111 Views Asked by At

Is there an algorithm that can be used as pseudo random value generator as if the sequence was produced by shuffling ? By that I mean that in a set of k values and k generator calls each value is returned exactly once.

The goal is to have a pseudo random generator that has no duplicates.

The shuffling algorithm is well known and documented. It randomly picks a value in the set of not yet returned values.

This is simple and fine when the list of k values left to pick from may be stored in memory. When the set is big, like for instance the whole set of 32 bit values, it is not feasible and optimal.

EDIT: Thank you very much for the answers and comments. I forgot to mention that it should be difficult to predict the sequence of values even when the user managed collect a large set of them.

This is why this question is not a duplicate of this question.

Ciphering the sequence number 0 to 2^32-1 as suggested by @rossum seam to be a promising method.

I have the impression that the use of asymmetric ciphering would be preferable to make it harder to deduce the key from a sequence of values. A solution like this one could probably do the job. I now need to derive the code to do that. :)

2

There are 2 best solutions below

3
rossum On

Use an encryption. Because encryption is one-to-one if you start with a unique number, you will get a unique number out. So, if you encrypt 0, 1, 2, 3, ... with a fixed key you will get a set of unique numbers out. All you have to keep track of is how far you have got in the input sequence, and the key you are using.

For 32 bit numbers, use a 32 bit block cipher. For 64 bit numbers use a 64 bit cipher etc.

For other ranges you could use some form of Format Preserving Encryption, likely cycle walking, for just numbers in a given range.

1
Dave On

Say we want to shuffle n integers, and n is too big to fit in memory. Choose k s.t. 4n/k fits in memory.

Divide the range 0-(n-1) into k consecutive subranges (0-(n/k-1), n/k to 2n/k-1, ...).

Process these subranges in order.

For each subrange, perform Fisher-Yates as if we were performing it for the full 0-(n-1) range, but when you'd swap with something not in memory, store the swap instead. Each swap is a pair of integers, so at the end of each subrange we might have 3x the size of the subrange in memory.
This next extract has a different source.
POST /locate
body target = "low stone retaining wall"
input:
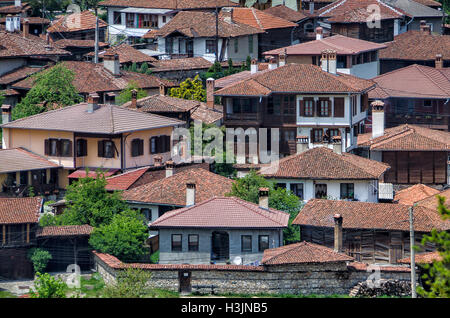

As you store swaps, keep together swaps that are in the same remote subrange (e.g. by using a hash from subrange_id => swap).

After building this hash for a given subrange, in turn load each remote subrange that has at least one swap into memory. Parse your swaps and swap as appropriate. Save the remote subrange back to file once processed.

Then, save the local subrange to file and move on to the next subrange.